Singapore-Malaysia Relations in the Headlines with Military Exercise

The interaction highlighted ongoing activity within the bilateral relationship.

Singapore-Malaysia Relations in the Headlines with Military Exercise
Credit: MINDEF Singapore

This week, Malaysia and Singapore held the latest iteration of one of their military exercises. The interaction cast light on the ongoing military collaboration underway between the two Southeast Asian neighbors despite the lingering challenges in the bilateral relationship amid wider domestic and regional changes at play.

As I have noted before in these pages, though Malaysia and Singapore have had a rather prickly relationship in the past and challenges do arise from time to time, their militaries still interact regularly through various bilateral exchanges and exercises as well as under multilateral arrangements, from the Five Power Defense Arrangements (FPDA), which also consists of Australia, New Zealand, and Britain, to Eyes-in-the-Sky combined air patrols to enhance maritime security in the Straits of Malacca.

That has continued on into 2018 amid wider domestic and regional changes. A shock May election in Malaysia returned Mahathir Mohamad back to the premiership, while Singapore’s holding of the annually rotating ASEAN chairmanship this year to what the country has on its plate in the foreign policy realm, including on security issues, even as it undergoes a gradual, multi-year domestic transition away from the current Prime Minister Lee Hsien Loong.

This month, both sides conduced the 2018 iteration of Exercise Semangat Bersatu. The 24th iteration of the exercise occurred in Kluang in the state of Johor in Malaysia and lasted from November 18 to November 28. The exercise itself occurred over several separate areas as is typically the case.
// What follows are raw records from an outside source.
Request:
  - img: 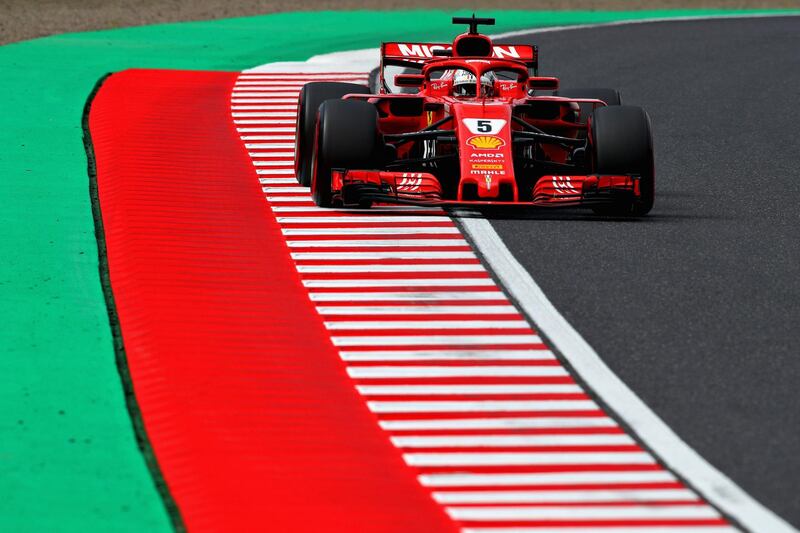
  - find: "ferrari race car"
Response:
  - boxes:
[295,15,655,216]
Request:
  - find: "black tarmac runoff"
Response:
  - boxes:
[489,17,800,527]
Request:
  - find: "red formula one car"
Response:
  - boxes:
[296,16,654,216]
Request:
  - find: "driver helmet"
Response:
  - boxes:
[453,69,497,97]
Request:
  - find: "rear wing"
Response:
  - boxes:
[381,42,539,71]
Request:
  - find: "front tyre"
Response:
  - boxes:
[590,106,655,217]
[311,100,383,207]
[294,81,370,187]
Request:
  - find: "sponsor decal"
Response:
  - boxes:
[469,152,505,159]
[552,176,580,195]
[467,135,506,150]
[463,118,506,135]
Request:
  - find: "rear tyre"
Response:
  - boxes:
[294,81,370,187]
[311,100,383,207]
[590,106,655,217]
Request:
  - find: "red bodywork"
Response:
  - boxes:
[322,29,639,207]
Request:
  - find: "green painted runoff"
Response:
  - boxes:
[0,10,796,532]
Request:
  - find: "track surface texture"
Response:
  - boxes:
[492,18,800,526]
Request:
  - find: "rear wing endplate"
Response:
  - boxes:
[381,42,539,72]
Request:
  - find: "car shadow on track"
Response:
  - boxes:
[448,208,733,224]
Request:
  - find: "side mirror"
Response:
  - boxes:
[394,74,425,87]
[528,77,558,91]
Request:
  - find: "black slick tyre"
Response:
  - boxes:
[310,100,383,207]
[590,106,655,217]
[295,81,370,187]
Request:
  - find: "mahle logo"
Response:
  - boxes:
[467,135,506,150]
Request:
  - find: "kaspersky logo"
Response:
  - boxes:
[467,135,506,150]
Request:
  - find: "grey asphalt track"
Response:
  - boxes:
[492,17,800,527]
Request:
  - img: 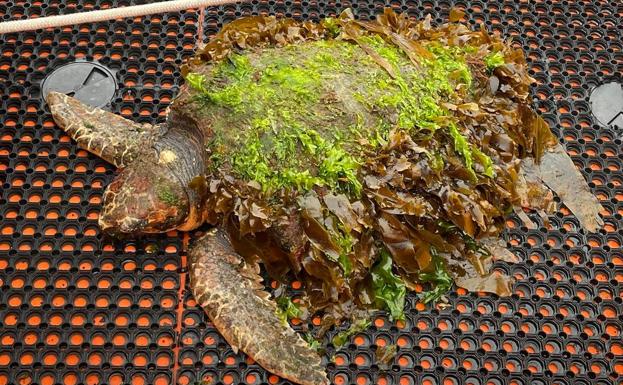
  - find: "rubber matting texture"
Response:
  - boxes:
[0,0,623,385]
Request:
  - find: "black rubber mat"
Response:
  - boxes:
[0,0,623,385]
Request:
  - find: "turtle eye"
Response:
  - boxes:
[99,161,189,234]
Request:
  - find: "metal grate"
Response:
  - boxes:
[0,0,623,385]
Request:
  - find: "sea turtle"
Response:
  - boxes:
[47,9,602,385]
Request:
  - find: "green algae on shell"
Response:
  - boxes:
[173,9,604,320]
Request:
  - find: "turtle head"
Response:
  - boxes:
[99,160,190,234]
[47,92,205,234]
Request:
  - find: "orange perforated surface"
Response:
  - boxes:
[0,0,623,385]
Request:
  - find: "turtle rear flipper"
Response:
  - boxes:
[189,231,329,385]
[539,144,604,233]
[47,91,160,167]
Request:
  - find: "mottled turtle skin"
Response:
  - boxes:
[47,8,603,385]
[47,92,329,385]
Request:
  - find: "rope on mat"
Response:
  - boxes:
[0,0,243,34]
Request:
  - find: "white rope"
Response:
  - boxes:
[0,0,241,34]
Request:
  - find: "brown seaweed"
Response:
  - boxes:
[181,9,601,323]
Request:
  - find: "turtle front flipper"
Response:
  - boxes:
[189,230,329,385]
[47,91,159,167]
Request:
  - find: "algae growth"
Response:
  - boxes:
[186,35,491,196]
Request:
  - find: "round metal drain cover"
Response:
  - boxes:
[590,82,623,127]
[41,62,117,107]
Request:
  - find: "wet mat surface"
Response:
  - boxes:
[0,0,623,385]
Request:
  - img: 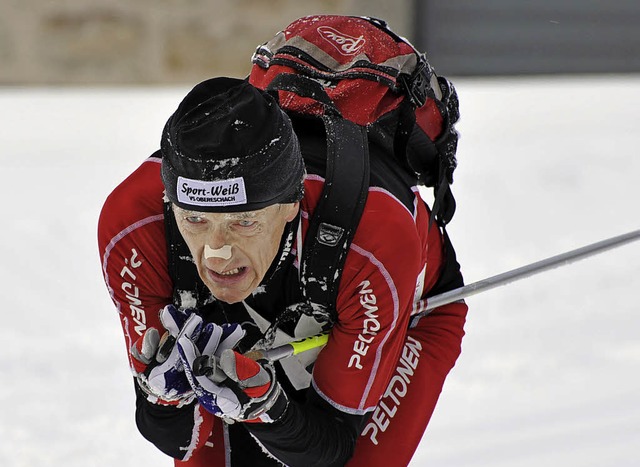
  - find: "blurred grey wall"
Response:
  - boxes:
[413,0,640,75]
[0,0,413,85]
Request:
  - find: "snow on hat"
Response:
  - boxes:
[161,78,305,212]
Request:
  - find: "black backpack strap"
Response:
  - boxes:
[300,116,369,322]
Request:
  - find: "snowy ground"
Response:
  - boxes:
[0,77,640,467]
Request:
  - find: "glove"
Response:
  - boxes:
[130,305,202,406]
[178,325,288,422]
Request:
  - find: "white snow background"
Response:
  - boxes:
[0,76,640,467]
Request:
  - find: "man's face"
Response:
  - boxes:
[173,203,299,303]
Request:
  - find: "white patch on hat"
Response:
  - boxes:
[176,177,247,207]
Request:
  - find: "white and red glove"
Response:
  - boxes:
[130,305,202,406]
[178,325,288,423]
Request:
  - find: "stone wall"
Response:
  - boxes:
[0,0,413,85]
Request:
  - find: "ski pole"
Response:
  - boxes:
[252,230,640,361]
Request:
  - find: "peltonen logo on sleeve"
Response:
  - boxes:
[176,177,247,207]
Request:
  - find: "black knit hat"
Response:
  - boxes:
[161,78,305,212]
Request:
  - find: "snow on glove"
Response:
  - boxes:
[177,323,245,417]
[178,325,286,421]
[178,326,287,422]
[131,305,202,405]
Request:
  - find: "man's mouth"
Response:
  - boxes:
[207,266,249,285]
[214,267,245,276]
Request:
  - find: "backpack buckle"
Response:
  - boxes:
[316,222,344,246]
[400,57,433,108]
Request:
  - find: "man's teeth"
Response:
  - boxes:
[218,268,240,276]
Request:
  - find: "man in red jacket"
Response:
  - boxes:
[98,78,467,467]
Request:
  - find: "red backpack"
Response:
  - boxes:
[249,15,459,322]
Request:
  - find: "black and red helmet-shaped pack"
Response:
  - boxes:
[249,15,459,230]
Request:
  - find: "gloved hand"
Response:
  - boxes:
[178,325,288,422]
[131,305,202,406]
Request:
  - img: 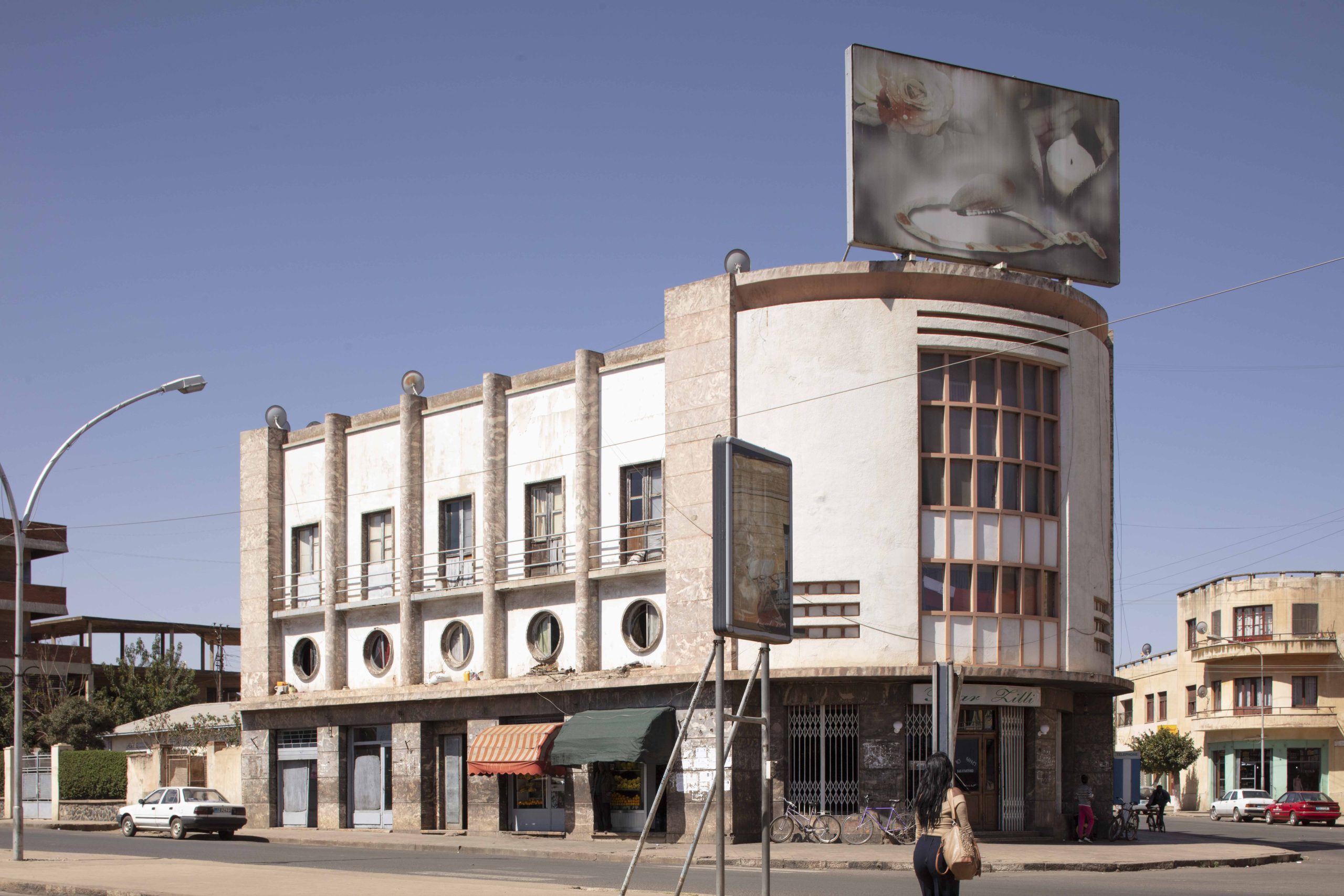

According to Singapore’s defense ministry (MINDEF), around 980 personnel from the 1st Battalion of the Singapore Infantry Regiment and the 10th Royal Malay Regiment participated in the exercise. The exercise involved the joint planning and execution of a combined battalion mission exercise as well as other interactions and professional exchanges between the two armies, including the cross-training of soldiers on both countries’ weapon systems. It also featured scenarios that enabled both sides to accomplish their intended objectives.

As is typical of such exercises, not much in the way of specifics was revealed about the exact shape of future iterations of the drills. And, to be sure, this is just one of many interactions between the two sides. Nonetheless, as both countries continue to recalibrate their ties amid bilateral and wider regional and global changes, such activities are worth paying attention to within that broader context.